PEG Explorer

Part of Mouse version 1.9


Parsing Expression Grammar (PEG) is useful, but is not well understood as a language definition tool. Literature contains many examples of surprising behavior. In its appearance, PEG is practically identical to the familiar Extended Backus-Naur Form (EBNF). However, because PEG uses limited backtracking, the language accepted by parsing expression e is often a subset of the language defined by e according to EBNF. This difference gives the impression of PEG being unpredictable. The purpose of PEG Explorer is to assist in detecting and understanding the difference.

The limited backtracking applies to expressions of the form A = e1/e2 and means that once e1 succeeded, there is no backtracking to try e2 in the case of a later failure. It is rather obvious that limited backtracking has no effect if A = e1/e2 satisfies this condition:

(C) No word defined by e1 is a prefix of any word defined by e2 Tail(A) where Tail(A) defines the set of all strings that can follow A in a string conforming to the grammar.

Clearly, if e1 succeeded, the input starts with a word defined by e1. A successful backtracking would mean that the same input conforms to e2 Tail(A), which is excluded by (C). Thus, backtracking will fail and skipping it makes no difference.
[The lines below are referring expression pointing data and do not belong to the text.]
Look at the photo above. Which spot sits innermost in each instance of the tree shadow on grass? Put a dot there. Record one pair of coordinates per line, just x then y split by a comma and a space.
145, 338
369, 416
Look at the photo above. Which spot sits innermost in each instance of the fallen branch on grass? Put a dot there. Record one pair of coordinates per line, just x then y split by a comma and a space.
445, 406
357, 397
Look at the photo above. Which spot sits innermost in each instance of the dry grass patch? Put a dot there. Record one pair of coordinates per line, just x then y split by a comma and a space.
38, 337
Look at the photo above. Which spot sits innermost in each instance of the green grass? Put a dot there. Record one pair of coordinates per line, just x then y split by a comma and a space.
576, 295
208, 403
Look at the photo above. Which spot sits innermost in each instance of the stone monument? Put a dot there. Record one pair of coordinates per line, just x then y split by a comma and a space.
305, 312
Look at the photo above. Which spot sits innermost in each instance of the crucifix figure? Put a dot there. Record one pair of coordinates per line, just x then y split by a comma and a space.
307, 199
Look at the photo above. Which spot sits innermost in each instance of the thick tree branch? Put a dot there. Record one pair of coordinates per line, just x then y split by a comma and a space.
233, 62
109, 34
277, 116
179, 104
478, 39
The limited backtracking is "efficient".

A special case of (C) is that first letters of words defined by e1 are distinct from first letters of words defined by e2 Tail(A). This is known as the LL(1) condition, and is easily checked. Many expressions that do not satisfy LL(1) still satisfy (C), but there is no general way to check this. However, a large number of cases can be checked by inspection. The function of PEG Explorer is to facilitate such inspection. It checks the LL(1) condition for all expressions e1/e2 and lets you explore those that fail the test.

The expressions A = e?, A = e* and A = e+ are abbreviations for, respectively, A = e/ε, A = eA/ε and A = ee*, where ε is the empty word. The Explorer treats them as such.

Instead of working with single letters, PEG specifies "terminals" that may be strings of letters of sets of letters. Instead of comparing single letters, the Explorer checks if pairs of such terminals are "disjoint" or "conflicting".

In the following, the Explorer is introduced by applying it to two grammars supplied with Mouse as examples.

Explore Examples

Example 4

Using command prompt, go to the directory Mouse\examples\Example4 and enter the command:

java mouse.ExplorePEG -G myGrammar.txt
The command should open a window like this:

You see there all Rules of the grammar. They are listed in alphabetical order to facilitate finding them in a large grammar.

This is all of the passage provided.